Munni Rawat, a 50-year-old homemaker in Uttarakhand state in the Himalayas, does not know about the climate summit in Copenhagen next month. But she does know that climate change has dried up the stream in her hillside village in northern India.

“There has hardly been any rain or snow in winter since 2006, and there was very little rain this year even during monsoon. Besides, almost all the rainfall this monsoon took place over two weeks instead of four months, so all the water flowed down the hill instead of going underground. How do you expect the stream to run?” Rawat asked.

The woman, who is a small farmer from Pratap Nagar in Tehri district, was here to take part in a seminar Tuesday on the effects of climate change in the Himalayas.

Dehradun-based NGO Navdanya, which organised the seminar, has just finished a survey of these effects in 165 villages spread across Uttarakhand as well as Ladakh in Jammu and Kashmir.

The survey found that in the last few years rainfall has not only been scanty but also erratic.

“As a result, we found that during the past one decade, 34.6 per cent perennial springs (280 springs out of 809) have been converted either into seasonal springs or dried up completely,” said Vinod Kumar Bhatt, one of the scientists who carried out the survey.

The Intergovernmental Panel on Climate Change (IPCC) -- a global group of over 2,500 climate scientists --had predicted in 2007 that one of the effects of climate change would be erratic rainfall, resulting in water scarcity.

As 190-odd countries prepare for next month’s UN Framework Convention on the Climate Change Summit in Copenhagen, there is all-round despondency because rich countries have not announced significant cuts in the emissions of greenhouse gases that are causing climate change, nor have they committed money to help poorer countries cope with climate change effects.

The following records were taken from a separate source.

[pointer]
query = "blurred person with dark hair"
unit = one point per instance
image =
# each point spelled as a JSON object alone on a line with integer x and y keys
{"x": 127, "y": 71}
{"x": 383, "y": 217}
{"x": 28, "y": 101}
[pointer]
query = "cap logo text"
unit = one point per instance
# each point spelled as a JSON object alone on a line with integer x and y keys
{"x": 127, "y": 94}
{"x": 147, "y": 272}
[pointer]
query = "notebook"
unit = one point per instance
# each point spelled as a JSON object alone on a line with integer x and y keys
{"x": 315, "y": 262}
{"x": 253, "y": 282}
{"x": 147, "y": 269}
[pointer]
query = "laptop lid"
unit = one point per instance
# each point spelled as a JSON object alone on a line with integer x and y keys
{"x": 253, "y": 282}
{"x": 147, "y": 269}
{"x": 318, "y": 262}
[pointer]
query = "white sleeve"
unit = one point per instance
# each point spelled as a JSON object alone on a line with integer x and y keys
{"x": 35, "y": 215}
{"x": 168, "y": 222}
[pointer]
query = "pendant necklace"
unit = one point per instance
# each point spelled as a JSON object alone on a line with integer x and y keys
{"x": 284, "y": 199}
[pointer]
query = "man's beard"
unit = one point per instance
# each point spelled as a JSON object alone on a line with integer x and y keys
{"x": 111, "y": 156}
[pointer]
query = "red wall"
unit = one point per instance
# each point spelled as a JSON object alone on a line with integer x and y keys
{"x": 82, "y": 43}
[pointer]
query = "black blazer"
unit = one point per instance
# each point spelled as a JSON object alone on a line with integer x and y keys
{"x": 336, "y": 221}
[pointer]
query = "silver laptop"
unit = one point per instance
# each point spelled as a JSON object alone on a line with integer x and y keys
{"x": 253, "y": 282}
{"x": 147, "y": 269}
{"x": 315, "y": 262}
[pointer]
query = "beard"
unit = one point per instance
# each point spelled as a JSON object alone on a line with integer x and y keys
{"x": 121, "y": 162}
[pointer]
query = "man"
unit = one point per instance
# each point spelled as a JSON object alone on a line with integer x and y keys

These effects are now all too obvious on the ground, said Bhatt, who described 2009 as “the year of forest fires in Garhwal...Prolonged drought has meant rapid drying of moisture in the oak and other broad-leaved forests (in the Himalayas) and has paved the way for fires.”

The survey found that in the past 10 years, livestock population has been reduced by 74 per cent in the Bhagirathi valley, 72 per cent in Mandakini, 64 per cent in Yamuna, 57 per cent in Alaknanda and 34 per cent in the Tons valley, all in Uttarakhand.

“One of the main reasons was a continuous depletion of fodder and water resources,” said Bhatt.

“I used to leave my two cows out to graze,” said Rawat. “But in the last few years, there has been no grass for them to graze on. I don’t have the time to go to the forest and cut fodder for them; so I had to sell the cows. I hardly got any money for them, and now my grandchildren don’t get any milk.”

Many other women from the surveyed regions echoed her concern.

The survey found that in 2007 and 2008, 50-60 per cent of the winter crops failed in the middle and lower mountain regions (600-1,500 metres) because of drought. In 2009, the failure rate increased to 90 per cent in rain-fed sub-tropical areas.

Rawat said: “We do not even have any wheat, pulses or mustard seeds left for next year’s sowing.”

The survey report said: “In tropical and sub-tropical mountain areas, about 35 per cent irrigated land is being left barren for want of water.”

“I have no doubt that the climate is changing,” said Rawat. “It’s becoming impossible to live in our villages any more. If this goes on, we’ll all have to shift to Delhi.”